SAGE Publications, Statistical Methods in Medical Research, 7(30), p. 1589-1608, 2021
DOI: 10.1177/09622802211022385
Full text: Unavailable
Meta-analysis of clinical trials targeting rare events face particular challenges when the data lack adequate number of events and are susceptible to high levels of heterogeneity. The standard meta-analysis methods (DerSimonian Laird (DL) and Mantel–Haenszel (MH)) often lead to serious distortions because of such data sparsity. Applications of the methods suited to specific incidence and heterogeneity characteristics are lacking, thus we compared nine available methods in a simulation study.
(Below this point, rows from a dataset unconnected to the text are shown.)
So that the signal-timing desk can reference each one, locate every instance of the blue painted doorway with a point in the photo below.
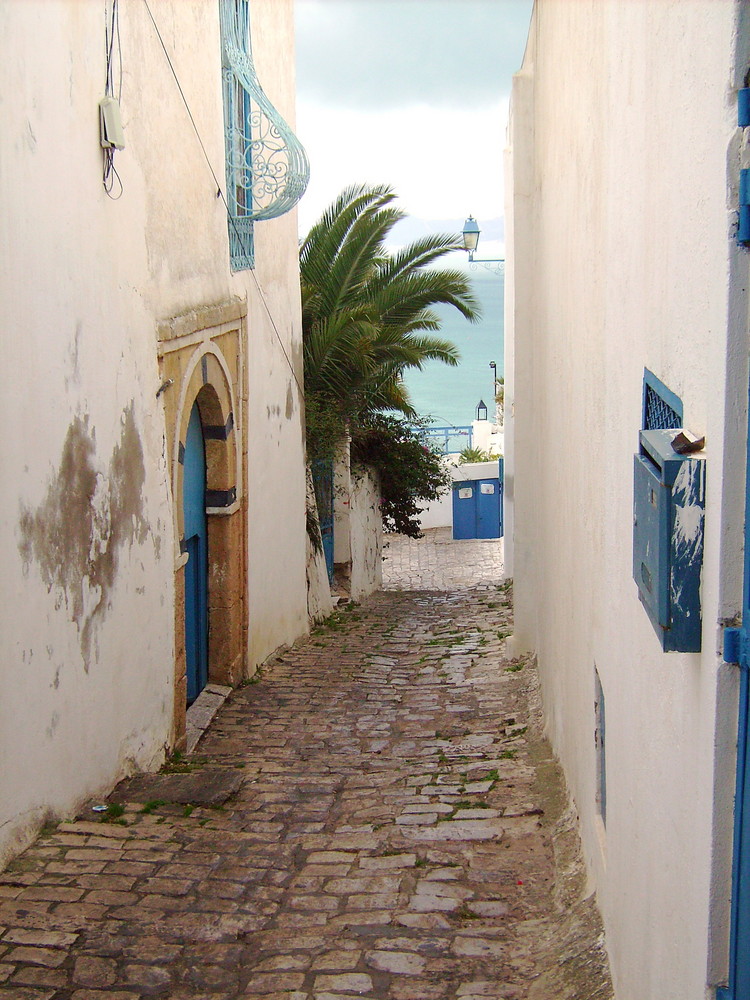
(478, 507)
(737, 650)
(196, 568)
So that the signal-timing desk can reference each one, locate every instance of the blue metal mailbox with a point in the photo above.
(668, 514)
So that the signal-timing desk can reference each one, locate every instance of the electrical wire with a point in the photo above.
(220, 194)
(112, 33)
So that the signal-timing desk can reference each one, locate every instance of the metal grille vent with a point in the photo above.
(659, 415)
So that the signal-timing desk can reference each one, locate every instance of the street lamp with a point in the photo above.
(470, 234)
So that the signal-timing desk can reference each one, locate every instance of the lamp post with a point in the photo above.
(470, 234)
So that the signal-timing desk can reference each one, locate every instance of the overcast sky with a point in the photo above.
(411, 93)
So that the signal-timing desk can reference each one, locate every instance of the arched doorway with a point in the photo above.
(196, 547)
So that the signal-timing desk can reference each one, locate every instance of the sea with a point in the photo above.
(448, 395)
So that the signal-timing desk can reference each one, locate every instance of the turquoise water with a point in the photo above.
(450, 395)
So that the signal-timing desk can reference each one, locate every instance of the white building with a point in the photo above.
(625, 278)
(144, 552)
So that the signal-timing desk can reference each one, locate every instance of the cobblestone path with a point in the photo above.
(391, 836)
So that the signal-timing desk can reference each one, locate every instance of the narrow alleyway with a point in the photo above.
(377, 815)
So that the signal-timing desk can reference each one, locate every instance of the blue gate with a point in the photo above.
(196, 568)
(323, 484)
(478, 507)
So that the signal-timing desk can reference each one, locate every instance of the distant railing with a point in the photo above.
(448, 439)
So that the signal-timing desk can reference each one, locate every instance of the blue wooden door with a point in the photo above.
(737, 650)
(196, 568)
(322, 472)
(488, 508)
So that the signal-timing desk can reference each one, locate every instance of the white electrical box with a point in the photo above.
(110, 123)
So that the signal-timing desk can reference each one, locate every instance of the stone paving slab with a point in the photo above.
(392, 835)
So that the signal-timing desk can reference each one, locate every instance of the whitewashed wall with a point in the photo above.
(623, 162)
(86, 540)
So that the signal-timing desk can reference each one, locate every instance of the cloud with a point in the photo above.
(385, 54)
(442, 163)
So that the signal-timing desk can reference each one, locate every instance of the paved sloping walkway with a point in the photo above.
(437, 562)
(390, 833)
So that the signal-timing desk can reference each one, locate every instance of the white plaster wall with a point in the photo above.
(621, 132)
(87, 674)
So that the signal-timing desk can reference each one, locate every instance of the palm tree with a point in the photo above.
(367, 314)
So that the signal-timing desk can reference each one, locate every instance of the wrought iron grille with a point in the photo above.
(659, 415)
(267, 168)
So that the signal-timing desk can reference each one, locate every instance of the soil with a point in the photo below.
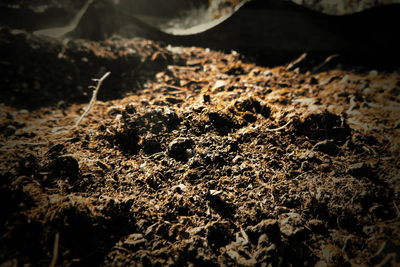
(194, 157)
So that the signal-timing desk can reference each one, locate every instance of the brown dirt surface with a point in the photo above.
(210, 160)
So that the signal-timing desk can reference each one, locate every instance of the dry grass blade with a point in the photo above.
(55, 250)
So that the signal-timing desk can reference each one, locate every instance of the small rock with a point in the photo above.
(151, 146)
(66, 167)
(328, 147)
(178, 148)
(397, 124)
(314, 80)
(373, 73)
(317, 226)
(237, 159)
(9, 130)
(134, 241)
(269, 227)
(360, 170)
(221, 122)
(291, 225)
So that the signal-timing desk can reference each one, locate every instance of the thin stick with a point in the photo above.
(94, 97)
(296, 62)
(280, 128)
(55, 250)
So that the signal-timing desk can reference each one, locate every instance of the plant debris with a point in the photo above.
(184, 172)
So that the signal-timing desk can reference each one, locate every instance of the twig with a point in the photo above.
(279, 128)
(326, 61)
(296, 62)
(55, 250)
(94, 97)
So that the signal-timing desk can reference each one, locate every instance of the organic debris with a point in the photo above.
(272, 165)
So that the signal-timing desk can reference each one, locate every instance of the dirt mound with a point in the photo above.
(213, 161)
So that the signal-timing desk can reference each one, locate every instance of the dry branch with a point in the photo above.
(94, 97)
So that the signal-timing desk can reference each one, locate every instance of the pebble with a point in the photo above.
(9, 130)
(178, 148)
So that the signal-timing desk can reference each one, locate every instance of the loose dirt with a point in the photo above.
(203, 159)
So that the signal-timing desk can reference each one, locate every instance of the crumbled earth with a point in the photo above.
(211, 161)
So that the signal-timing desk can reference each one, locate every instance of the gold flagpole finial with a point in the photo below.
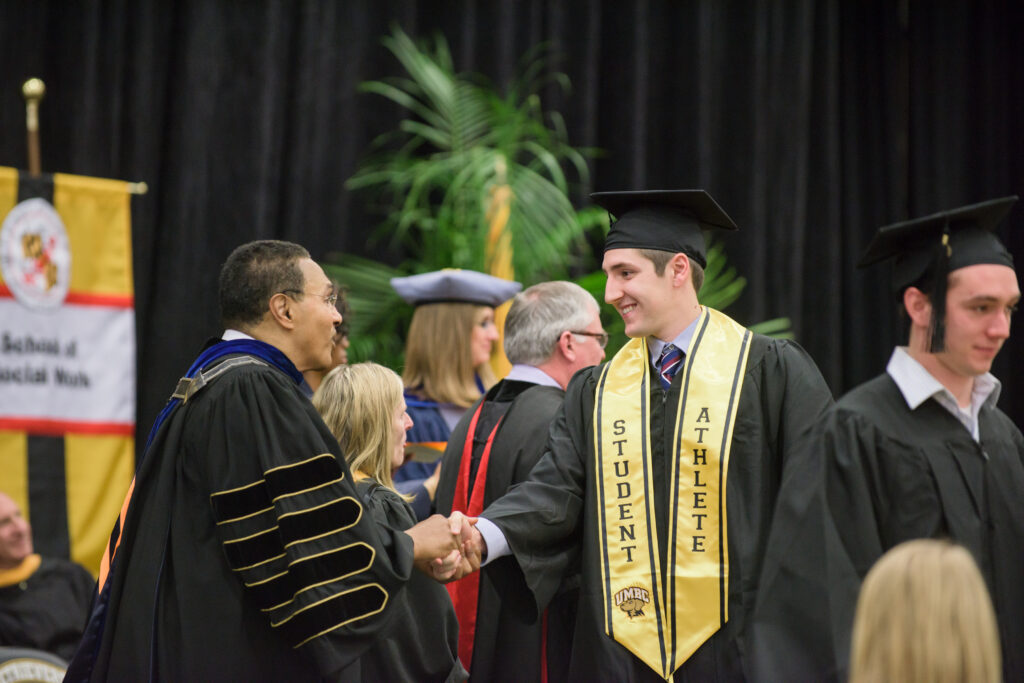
(33, 91)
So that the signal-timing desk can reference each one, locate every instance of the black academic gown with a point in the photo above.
(872, 474)
(508, 641)
(421, 642)
(553, 512)
(245, 555)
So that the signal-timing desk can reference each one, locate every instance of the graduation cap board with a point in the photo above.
(455, 286)
(926, 250)
(671, 220)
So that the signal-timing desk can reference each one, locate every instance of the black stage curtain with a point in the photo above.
(811, 122)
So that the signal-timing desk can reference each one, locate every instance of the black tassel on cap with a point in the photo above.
(937, 328)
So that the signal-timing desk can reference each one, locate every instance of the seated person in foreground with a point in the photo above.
(924, 614)
(44, 602)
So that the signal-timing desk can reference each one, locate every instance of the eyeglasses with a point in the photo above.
(329, 299)
(601, 337)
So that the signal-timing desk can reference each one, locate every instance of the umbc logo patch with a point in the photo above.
(631, 600)
(35, 256)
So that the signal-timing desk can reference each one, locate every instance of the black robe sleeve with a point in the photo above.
(246, 553)
(421, 641)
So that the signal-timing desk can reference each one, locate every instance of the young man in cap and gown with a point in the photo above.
(448, 355)
(552, 331)
(922, 451)
(662, 465)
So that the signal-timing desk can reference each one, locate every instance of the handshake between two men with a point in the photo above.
(446, 549)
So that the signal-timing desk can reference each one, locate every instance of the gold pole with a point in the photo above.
(33, 91)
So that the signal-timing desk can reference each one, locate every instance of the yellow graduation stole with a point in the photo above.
(664, 620)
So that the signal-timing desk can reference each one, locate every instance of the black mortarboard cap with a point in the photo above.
(671, 220)
(926, 250)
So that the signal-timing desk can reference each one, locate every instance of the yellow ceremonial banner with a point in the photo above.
(664, 619)
(499, 262)
(67, 356)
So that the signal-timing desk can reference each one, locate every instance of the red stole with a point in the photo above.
(465, 592)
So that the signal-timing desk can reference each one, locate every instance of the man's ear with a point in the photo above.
(919, 306)
(679, 266)
(281, 310)
(566, 346)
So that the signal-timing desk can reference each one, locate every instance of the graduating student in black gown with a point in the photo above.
(44, 601)
(552, 330)
(364, 407)
(667, 495)
(242, 551)
(922, 451)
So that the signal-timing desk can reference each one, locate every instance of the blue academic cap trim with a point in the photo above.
(455, 286)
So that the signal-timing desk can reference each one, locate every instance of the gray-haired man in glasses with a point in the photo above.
(552, 331)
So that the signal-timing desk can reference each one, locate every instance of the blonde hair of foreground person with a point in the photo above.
(924, 614)
(438, 355)
(358, 403)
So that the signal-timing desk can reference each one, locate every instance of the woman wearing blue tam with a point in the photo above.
(448, 355)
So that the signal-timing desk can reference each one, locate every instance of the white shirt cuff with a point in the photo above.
(497, 545)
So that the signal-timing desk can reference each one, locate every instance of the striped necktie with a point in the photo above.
(668, 364)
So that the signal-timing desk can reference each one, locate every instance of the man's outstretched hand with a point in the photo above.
(446, 549)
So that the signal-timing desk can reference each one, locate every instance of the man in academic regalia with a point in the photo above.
(662, 465)
(552, 330)
(242, 551)
(922, 451)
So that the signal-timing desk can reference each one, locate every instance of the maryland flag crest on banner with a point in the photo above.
(67, 357)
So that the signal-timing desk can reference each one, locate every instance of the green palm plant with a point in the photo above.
(473, 178)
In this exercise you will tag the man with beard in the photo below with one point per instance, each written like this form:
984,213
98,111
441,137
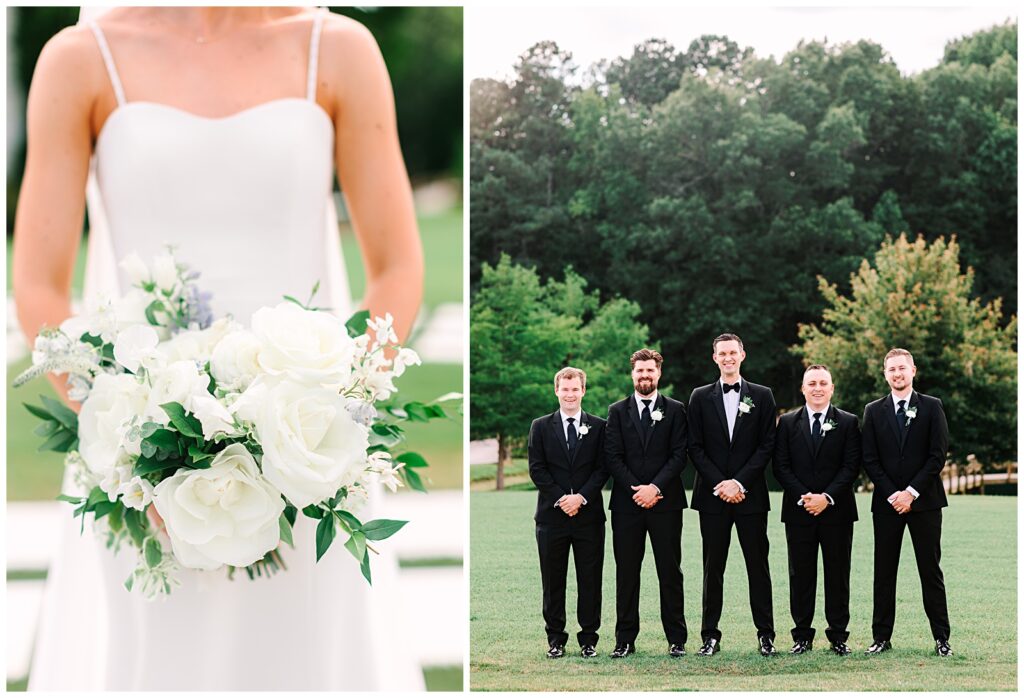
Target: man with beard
566,464
817,457
731,439
905,441
646,452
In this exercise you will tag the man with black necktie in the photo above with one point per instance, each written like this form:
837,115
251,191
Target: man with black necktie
817,457
905,443
646,452
566,464
731,439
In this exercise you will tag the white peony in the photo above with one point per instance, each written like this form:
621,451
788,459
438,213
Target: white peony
303,345
311,444
223,515
233,361
114,400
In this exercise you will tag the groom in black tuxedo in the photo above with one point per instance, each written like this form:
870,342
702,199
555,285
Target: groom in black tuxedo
817,457
646,453
731,440
905,443
566,464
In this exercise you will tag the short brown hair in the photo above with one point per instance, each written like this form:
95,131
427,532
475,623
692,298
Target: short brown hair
727,337
645,355
569,373
896,351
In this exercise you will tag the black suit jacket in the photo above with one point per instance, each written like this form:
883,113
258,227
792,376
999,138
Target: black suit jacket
828,469
915,460
657,460
556,473
743,460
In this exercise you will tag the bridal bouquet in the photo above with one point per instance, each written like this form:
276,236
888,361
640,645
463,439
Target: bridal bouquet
227,432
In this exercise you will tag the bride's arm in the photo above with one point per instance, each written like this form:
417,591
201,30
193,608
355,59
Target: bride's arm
371,171
51,204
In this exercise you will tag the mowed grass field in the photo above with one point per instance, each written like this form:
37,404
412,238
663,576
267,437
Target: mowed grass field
979,561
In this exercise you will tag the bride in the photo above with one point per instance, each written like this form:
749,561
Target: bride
216,130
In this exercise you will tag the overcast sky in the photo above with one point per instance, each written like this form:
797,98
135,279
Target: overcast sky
914,37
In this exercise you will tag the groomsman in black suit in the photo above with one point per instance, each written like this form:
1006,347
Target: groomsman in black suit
646,453
566,464
817,457
731,440
905,442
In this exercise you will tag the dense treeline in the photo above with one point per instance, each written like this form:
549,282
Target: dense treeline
713,186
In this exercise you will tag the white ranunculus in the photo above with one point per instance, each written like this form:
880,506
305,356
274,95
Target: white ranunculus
223,515
177,382
303,345
233,361
135,345
311,444
114,400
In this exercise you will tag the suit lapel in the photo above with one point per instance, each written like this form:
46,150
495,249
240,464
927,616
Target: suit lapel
559,434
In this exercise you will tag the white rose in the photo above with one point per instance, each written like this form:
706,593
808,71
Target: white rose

We generated 360 meta-analysis scenarios where each considered different incidences, sample sizes, between-study variance (heterogeneity) and treatment allocation. We include globally recommended methods such as inverse-variance fixed/random-effect (IV-FE/RE), classical-MH, MH-FE, MH-DL, Peto, Peto-DL and the two extensions for MH bootstrapped-DL (bDL) and Peto-bDL. Performance was assessed on mean bias, mean error, coverage and power. In the absence of heterogeneity, the coverage and power when combined revealed small differences in meta-analysis involving rare and very rare events. The Peto-bDL method performed best, but only in smaller sample sizes involving rare events. For medium-to-larger sample sizes, MH-bDL was preferred. For meta-analysis involving very rare events, Peto-bDL was the best performing method which was sustained across all sample sizes. However, in meta-analysis with 20% or more heterogeneity, the coverage and power were insufficient. Performance based on mean bias and mean error was almost identical across methods. To conclude, in meta-analysis of rare binary outcomes, our results suggest that Peto-bDL is better in both rare and very rare event settings in meta-analysis with limited sample sizes. However, when heterogeneity is large, the coverage and power to detect rare events are insufficient. Whilst this study shows that some of the less studied methods appear to have good properties under sparse data scenarios, further work is needed to assess them against the more complex distributional-based methods to understand their overall performances.